Homesteaders reconnect with the land by living as self-sufficiently as possible. But growing fruits, vegetables and raising livestock on these mini-farms is not always simple while off the grid. Like the pioneers who settled the West, modern-day homesteaders need to use their wits to reduce physical labor, stress, and the need to spend money. These are 5 somewhat odd homesteading hacks that can make everyday life easier.
1: Use Duct Tape Instead of Pesticides
When people say you can do almost anything with duct tape, that’s no myth. Beyond its construction trade applications, duct tape has emerged as a strategic bug killer. Homesteaders deploy duct tape by wrapping it around the base of fruit trees and vegetable stalks with the sticky side out. Crawling pests either get stuck or turn around. While that use isn’t all that weird, some homesteaders take a piece in hand and touch it to bugs gnawing on garden leaves and remove them.
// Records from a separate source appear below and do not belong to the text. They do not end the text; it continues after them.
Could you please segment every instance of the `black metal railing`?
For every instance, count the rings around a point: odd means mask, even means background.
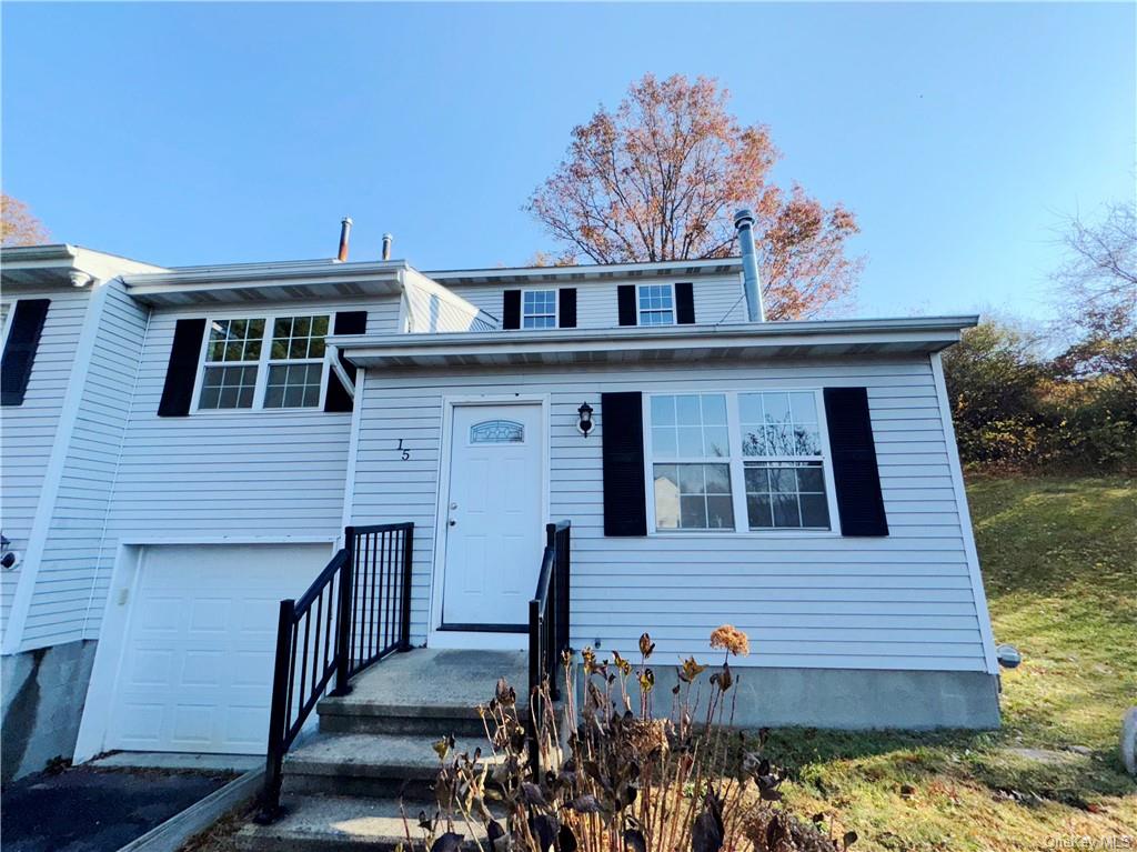
[[[345,547],[297,599],[281,601],[257,820],[280,813],[284,755],[324,696],[395,651],[410,650],[413,523],[348,527]]]
[[[530,731],[529,760],[537,775],[539,737],[546,708],[541,685],[548,680],[549,697],[561,697],[561,656],[568,650],[568,595],[572,565],[572,523],[561,521],[545,526],[545,553],[537,593],[529,602],[529,701],[533,729]]]

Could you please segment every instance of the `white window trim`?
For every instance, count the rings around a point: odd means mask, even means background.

2: Make Your Own Flea Spray
Homesteaders learn that many of the expensive chemicals sold in pet stores are easily replaceable. A mixture of two tablespoons of baking soda, apple cider vinegar, lemon juice, and one teaspoon of Borax mixed with water acts as a flea spray for pets. Keep it away from the eyes and ears when spraying it on your pet. Also, prevent the animal from licking it. After 25 minutes, wash and rinse your four-legged friend and their scratching should cease.
3: DVDs are the New Scarecrow
It’s amazing how the innovative CD and DVD have effectively been phased out of laptops. New car stereos are now Bluetooth-ready and there’s little use for those shiny discs. Homesteaders have a knack for repurposing defunct products and CDs and DVDs are a deterrent to invasive birds.
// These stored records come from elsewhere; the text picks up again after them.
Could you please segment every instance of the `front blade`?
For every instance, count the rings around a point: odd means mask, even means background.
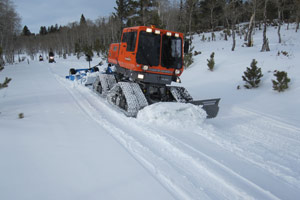
[[[206,100],[197,100],[197,101],[189,101],[187,103],[191,103],[194,105],[202,105],[203,110],[207,113],[207,118],[214,118],[217,116],[219,112],[219,102],[221,99],[206,99]]]

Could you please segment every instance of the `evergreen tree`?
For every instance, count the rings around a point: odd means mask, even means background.
[[[194,62],[194,58],[193,58],[194,46],[192,46],[192,39],[188,39],[188,42],[189,42],[189,50],[188,53],[184,54],[184,59],[183,59],[185,68],[188,68]]]
[[[76,42],[75,43],[75,54],[77,56],[77,58],[79,59],[80,58],[80,54],[81,54],[81,46],[80,46],[80,43],[79,42]]]
[[[24,35],[24,36],[30,36],[31,35],[31,32],[30,32],[30,30],[28,29],[27,26],[24,26],[23,31],[22,31],[22,35]]]
[[[0,72],[4,69],[4,63],[2,62],[2,48],[0,47]],[[8,86],[8,83],[11,81],[11,78],[5,78],[3,83],[0,83],[0,89]]]
[[[100,42],[99,39],[96,39],[96,40],[94,41],[94,51],[97,52],[97,56],[100,55],[100,51],[101,51],[101,42]]]
[[[287,72],[285,71],[275,71],[276,73],[274,76],[276,76],[276,80],[272,80],[273,83],[273,89],[278,92],[283,92],[284,90],[288,89],[288,83],[291,81],[291,79],[288,78]]]
[[[47,35],[48,31],[47,31],[46,26],[41,26],[39,33],[40,33],[40,35]]]
[[[207,66],[208,66],[210,71],[214,70],[214,67],[215,67],[215,52],[211,53],[209,60],[207,59]]]
[[[244,76],[242,76],[243,80],[246,82],[244,87],[247,89],[257,88],[261,77],[263,77],[261,68],[257,67],[257,61],[253,59],[250,68],[247,67]]]
[[[83,14],[80,17],[80,26],[86,26],[86,19]]]
[[[120,29],[123,30],[127,23],[129,13],[131,11],[131,0],[116,0],[117,7],[114,7],[115,13],[113,15],[120,21]]]

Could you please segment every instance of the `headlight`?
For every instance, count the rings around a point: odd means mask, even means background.
[[[181,73],[181,71],[179,70],[179,69],[175,69],[175,74],[176,75],[178,75],[178,74],[180,74]]]
[[[149,66],[148,66],[148,65],[143,65],[142,69],[143,69],[144,71],[146,71],[146,70],[149,69]]]
[[[144,74],[138,74],[138,79],[143,80],[144,79]]]

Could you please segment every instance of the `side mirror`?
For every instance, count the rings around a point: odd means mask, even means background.
[[[121,47],[127,49],[127,43],[126,42],[122,42],[121,43]]]
[[[190,49],[190,42],[188,40],[184,41],[184,53],[187,54]]]

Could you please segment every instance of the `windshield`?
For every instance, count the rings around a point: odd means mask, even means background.
[[[160,35],[140,32],[136,62],[138,64],[158,66],[160,57]]]
[[[182,40],[179,37],[164,35],[162,42],[161,64],[166,68],[181,69],[182,67]]]

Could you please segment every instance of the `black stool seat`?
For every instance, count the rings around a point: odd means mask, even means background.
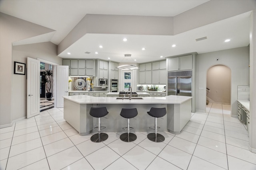
[[[136,135],[130,133],[130,130],[133,129],[130,127],[130,119],[138,115],[138,111],[136,108],[133,109],[122,109],[120,113],[121,116],[127,119],[127,127],[124,127],[123,129],[126,130],[127,133],[124,133],[120,136],[120,139],[126,142],[130,142],[134,141],[137,139]]]
[[[155,117],[154,133],[150,133],[148,135],[148,139],[151,141],[155,142],[162,142],[164,141],[165,138],[164,136],[157,133],[157,129],[160,128],[157,127],[157,118],[161,117],[166,114],[166,109],[165,107],[156,108],[151,107],[150,110],[148,111],[148,114],[150,116]],[[150,129],[152,129],[153,127],[150,127]]]
[[[106,107],[91,107],[90,110],[90,115],[94,117],[98,118],[98,127],[95,127],[95,129],[98,129],[98,133],[94,134],[91,137],[91,141],[94,142],[99,143],[106,141],[108,137],[108,135],[106,133],[101,133],[100,130],[106,127],[100,127],[100,117],[102,117],[107,115],[108,112]]]

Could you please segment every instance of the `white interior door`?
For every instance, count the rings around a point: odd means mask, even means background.
[[[57,66],[57,107],[64,107],[62,96],[68,96],[68,66]]]
[[[40,113],[40,61],[28,57],[27,118]]]

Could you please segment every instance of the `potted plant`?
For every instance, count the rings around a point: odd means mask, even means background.
[[[51,90],[51,77],[52,77],[53,72],[52,70],[46,70],[44,72],[43,75],[44,76],[44,77],[42,79],[41,83],[42,84],[45,84],[46,87],[46,98],[48,100],[50,100],[52,98],[52,93],[50,93]]]

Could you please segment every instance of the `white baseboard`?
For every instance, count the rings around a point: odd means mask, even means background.
[[[206,111],[205,111],[205,110],[200,110],[200,109],[196,109],[196,111],[199,111],[200,112],[206,113]]]
[[[5,127],[10,127],[10,126],[12,126],[12,125],[13,125],[13,123],[15,123],[18,121],[20,121],[20,120],[21,120],[26,119],[26,118],[27,118],[26,116],[24,116],[24,117],[20,117],[20,118],[17,119],[15,120],[14,120],[12,121],[12,123],[11,123],[6,124],[6,125],[0,125],[0,129],[4,128]]]
[[[10,124],[6,124],[6,125],[0,125],[0,129],[4,128],[5,127],[10,127],[10,126],[12,126],[13,123]]]
[[[23,120],[23,119],[26,119],[26,118],[27,118],[27,116],[24,116],[24,117],[20,117],[20,118],[18,118],[18,119],[16,119],[13,120],[12,121],[12,123],[14,123],[18,121],[20,121],[20,120]]]
[[[256,149],[252,148],[249,144],[248,144],[248,149],[252,153],[256,153]]]

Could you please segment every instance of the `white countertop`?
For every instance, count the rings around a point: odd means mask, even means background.
[[[98,92],[108,92],[109,91],[88,91],[88,90],[71,90],[69,91],[69,92],[71,93],[97,93]]]
[[[137,91],[138,92],[138,91]],[[146,92],[137,92],[137,94],[138,95],[149,95],[149,93]],[[119,94],[119,92],[110,92],[107,93],[107,95],[118,95]]]
[[[170,95],[164,97],[142,98],[143,99],[116,99],[111,97],[93,97],[87,95],[63,96],[64,99],[80,104],[181,104],[192,97]]]
[[[249,100],[237,100],[237,101],[243,105],[248,111],[250,111],[250,101]]]
[[[137,90],[137,92],[146,92],[146,93],[149,93],[150,92],[152,92],[154,93],[166,93],[166,92],[162,92],[162,91],[149,91],[149,90]]]

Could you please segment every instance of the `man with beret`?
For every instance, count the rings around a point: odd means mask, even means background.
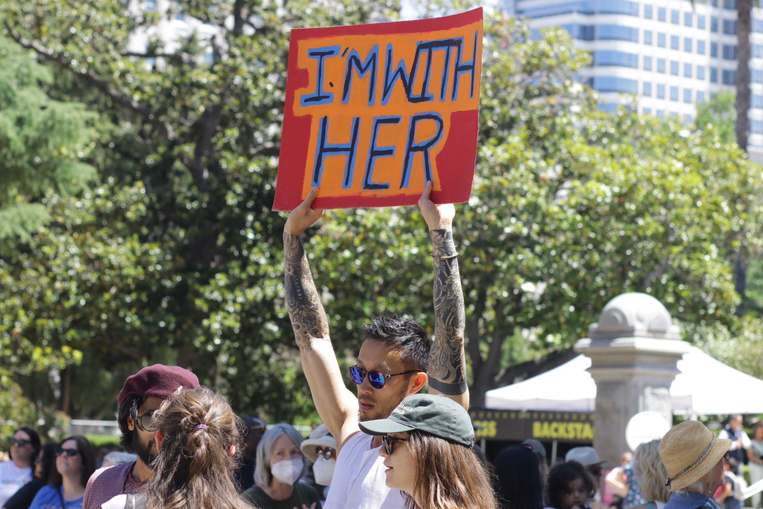
[[[140,490],[151,475],[149,465],[156,455],[153,413],[179,388],[199,387],[195,375],[176,366],[154,364],[127,378],[118,398],[119,444],[136,453],[137,459],[96,470],[88,481],[82,509],[101,509],[117,495]]]

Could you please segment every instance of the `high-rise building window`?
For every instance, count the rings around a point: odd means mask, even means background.
[[[600,24],[596,27],[596,38],[599,40],[629,40],[639,42],[639,29],[620,24]]]

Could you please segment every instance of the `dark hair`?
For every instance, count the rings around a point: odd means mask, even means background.
[[[549,472],[548,501],[549,505],[560,509],[562,498],[570,492],[570,483],[583,479],[589,498],[596,494],[596,486],[591,474],[576,461],[565,461],[557,463]]]
[[[82,462],[82,472],[79,477],[79,482],[82,483],[82,488],[85,488],[88,485],[88,479],[90,478],[90,476],[95,472],[95,469],[98,468],[98,466],[95,464],[95,454],[93,453],[92,446],[90,445],[88,439],[81,435],[75,435],[73,437],[67,437],[59,442],[56,448],[58,449],[60,447],[66,440],[74,440],[77,443],[77,450],[79,451],[79,457]],[[61,474],[59,473],[58,469],[51,467],[50,478],[48,481],[48,484],[53,486],[60,486],[63,483],[63,479],[61,478]]]
[[[205,387],[178,391],[154,419],[163,439],[142,495],[146,507],[251,507],[233,480],[243,425],[225,399]]]
[[[32,455],[32,472],[34,472],[34,456],[40,453],[40,448],[42,446],[42,442],[40,441],[40,435],[38,435],[37,432],[31,427],[20,427],[14,431],[13,434],[15,435],[19,431],[23,431],[29,435],[29,443],[31,444],[32,449],[34,449],[34,454]],[[8,449],[8,456],[11,458],[11,459],[13,459],[13,456],[11,454],[10,449]]]
[[[391,348],[402,350],[400,361],[406,369],[427,372],[429,337],[423,327],[413,320],[397,314],[375,317],[370,324],[363,324],[363,339],[381,341]]]
[[[138,409],[146,401],[146,396],[131,394],[119,405],[119,410],[117,412],[117,424],[119,424],[119,430],[121,433],[121,435],[119,436],[119,445],[127,453],[135,452],[135,444],[134,443],[135,433],[127,427],[127,417],[132,418],[133,423],[134,423],[138,418]]]
[[[58,444],[55,442],[48,442],[43,446],[43,457],[40,462],[43,472],[40,478],[46,481],[50,478],[50,470],[53,469],[53,466],[56,462],[56,451],[57,449]]]
[[[416,472],[413,491],[403,492],[406,509],[497,509],[489,474],[471,448],[419,431],[405,443]]]
[[[499,454],[495,459],[495,491],[501,507],[542,509],[540,464],[531,447],[514,446]]]

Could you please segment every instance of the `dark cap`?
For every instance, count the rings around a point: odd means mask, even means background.
[[[467,447],[474,445],[475,430],[469,414],[460,404],[439,395],[408,396],[387,419],[362,422],[359,426],[369,435],[416,430]]]
[[[154,364],[127,377],[117,401],[121,405],[131,394],[169,399],[179,387],[196,389],[201,385],[196,375],[188,369],[177,366]]]

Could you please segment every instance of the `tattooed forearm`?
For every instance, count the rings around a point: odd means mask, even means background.
[[[431,230],[434,246],[434,343],[430,350],[429,384],[450,395],[466,392],[464,356],[464,295],[453,236],[446,230]]]
[[[284,275],[288,316],[297,345],[304,353],[314,339],[329,339],[329,325],[302,241],[298,236],[285,232]]]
Gather a pile of discs and tie a string through the center hole. Then hang them like ornaments from the branches of fruit and berry trees. The size and sunlight flashes make birds and squirrels believe a larger creature has staked out the tree. Hanging discs may look a little odd, but some passersby will think you’re artsy.
4: Conveniently Store Gardening Tools in Sand
It may seem counterintuitive to leave your shovel, hoe, and small garden hand tools in the sand. That’s largely because people expect them to rust faster in any type of soil. But dry sand with a few additives leaves them standing handle up for easier access and sparkly clean.
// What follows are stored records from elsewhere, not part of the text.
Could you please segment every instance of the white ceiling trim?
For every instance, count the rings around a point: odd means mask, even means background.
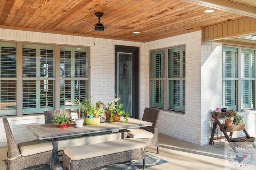
[[[201,6],[256,18],[256,8],[223,0],[181,0]]]

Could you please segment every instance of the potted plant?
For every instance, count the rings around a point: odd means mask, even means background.
[[[59,128],[67,128],[72,122],[71,119],[62,114],[54,116],[54,118],[53,124],[58,125]]]
[[[232,122],[233,122],[233,119],[231,117],[225,117],[226,119],[225,120],[225,124],[226,126],[231,126],[232,125]]]
[[[116,104],[116,103],[120,99],[120,98],[116,98],[110,103],[108,103],[108,104],[105,106],[105,114],[106,115],[106,120],[109,121],[110,117],[110,114],[115,111],[116,106],[118,104]]]
[[[99,101],[94,105],[88,99],[85,99],[84,102],[84,111],[83,115],[84,116],[84,124],[93,125],[99,123],[101,119],[100,115],[105,111],[103,109],[103,103]]]
[[[74,119],[76,127],[82,127],[84,124],[84,119],[80,117],[80,115],[81,113],[84,112],[84,103],[83,102],[80,102],[77,98],[75,98],[74,100],[74,102],[71,104],[70,108],[72,108],[74,106],[76,106],[78,108],[76,111],[76,112],[77,113],[77,118]]]
[[[244,123],[244,116],[239,115],[236,111],[234,113],[234,121],[235,125],[242,125]]]

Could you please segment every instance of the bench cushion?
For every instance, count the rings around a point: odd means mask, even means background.
[[[146,147],[144,142],[133,138],[124,139],[95,144],[70,147],[64,152],[72,160],[80,160]]]
[[[52,145],[47,140],[34,140],[18,144],[22,156],[25,156],[52,150]]]
[[[151,132],[142,129],[128,129],[127,136],[135,139],[152,138],[154,135]]]

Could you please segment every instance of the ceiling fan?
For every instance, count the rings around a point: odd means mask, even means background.
[[[104,31],[104,29],[133,29],[134,27],[126,27],[125,26],[114,26],[114,25],[104,25],[102,23],[100,23],[100,17],[103,16],[104,14],[102,12],[96,12],[95,13],[95,15],[97,17],[99,18],[99,21],[96,24],[91,23],[88,21],[85,21],[82,19],[77,18],[81,21],[86,22],[94,26],[94,30],[96,31],[101,32]],[[91,31],[93,29],[90,29],[86,31],[83,32],[82,33],[85,33],[86,32],[88,32]]]

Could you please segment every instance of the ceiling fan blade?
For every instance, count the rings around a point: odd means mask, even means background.
[[[105,25],[104,28],[108,29],[134,29],[134,27],[127,27],[125,26],[114,26],[114,25]]]
[[[94,28],[92,28],[91,29],[88,29],[87,31],[85,31],[83,32],[82,33],[83,34],[83,33],[87,33],[88,32],[90,32],[91,31],[92,31],[92,30],[94,30]]]
[[[84,22],[87,22],[87,23],[89,23],[89,24],[90,24],[92,25],[93,25],[93,26],[97,26],[97,25],[96,25],[95,24],[94,24],[94,23],[90,23],[90,22],[88,22],[88,21],[86,21],[86,20],[82,20],[82,19],[80,19],[80,18],[76,18],[76,19],[77,19],[78,20],[81,20],[81,21],[84,21]]]

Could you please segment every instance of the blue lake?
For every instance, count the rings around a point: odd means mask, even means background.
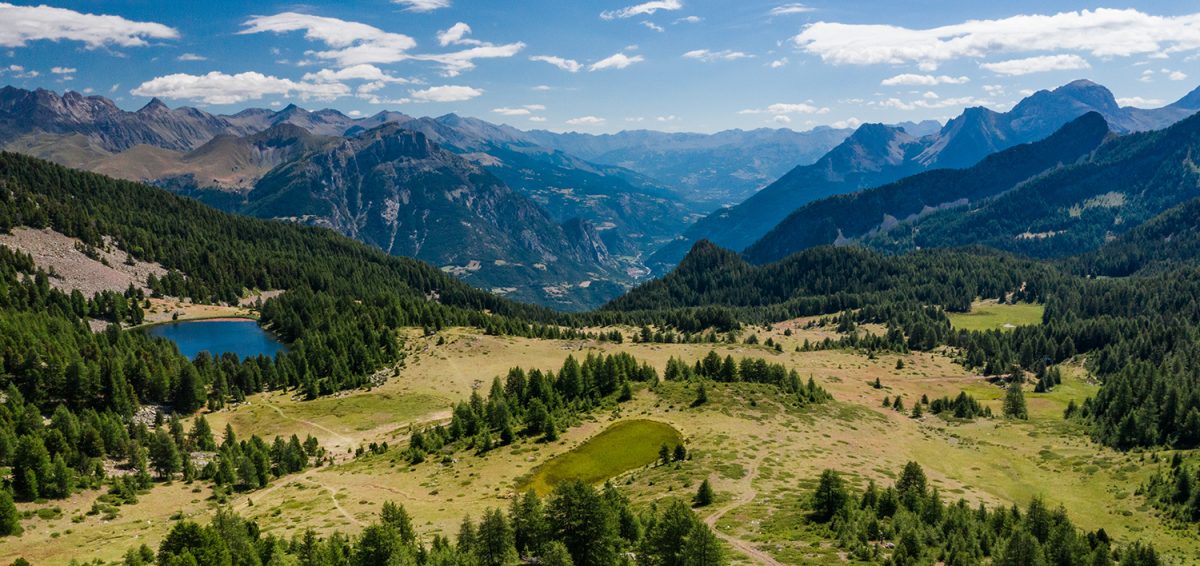
[[[253,320],[188,320],[150,326],[150,336],[167,338],[188,359],[202,351],[214,356],[234,353],[238,357],[259,354],[275,356],[284,345]]]

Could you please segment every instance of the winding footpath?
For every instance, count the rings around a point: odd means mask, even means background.
[[[718,508],[713,514],[706,517],[704,524],[707,524],[709,528],[713,529],[713,532],[716,535],[718,538],[727,542],[731,547],[733,547],[734,550],[745,554],[755,562],[766,564],[769,566],[784,566],[782,562],[775,560],[770,554],[767,554],[766,552],[758,549],[758,547],[754,546],[754,543],[751,543],[750,541],[738,538],[716,528],[716,523],[721,520],[721,517],[725,517],[730,511],[733,511],[743,505],[754,501],[754,498],[758,495],[758,492],[754,489],[754,478],[757,475],[758,475],[758,460],[754,460],[754,463],[750,464],[750,469],[746,470],[745,476],[743,476],[742,480],[738,481],[738,484],[742,487],[740,489],[742,493],[733,501],[730,501],[721,508]]]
Take an adequately large bucket and place it in a convenient and dry space. Fill it with fully dry abrasive sand and mix in some mineral oil. The oily sand will passively lubricate the tools and prevent rust from accumulating. The setup is also easier in terms of retrieving tools.
5: Repurpose Plastic Beverage Bottle as Greenhouses
Gardeners who worry about an unexpected killing frost can repurpose soda bottles as protection before sending them to be recycled. Carefully cut the tops of the bottles off and place them over your starter plants. This effectively creates a mini greenhouse that helps accelerate growth and could save plants should a late frost take you by surprise. Having clear plastic bubbles across the garden may look weird, but the strategy gets an extra use out of a product that requires recycling.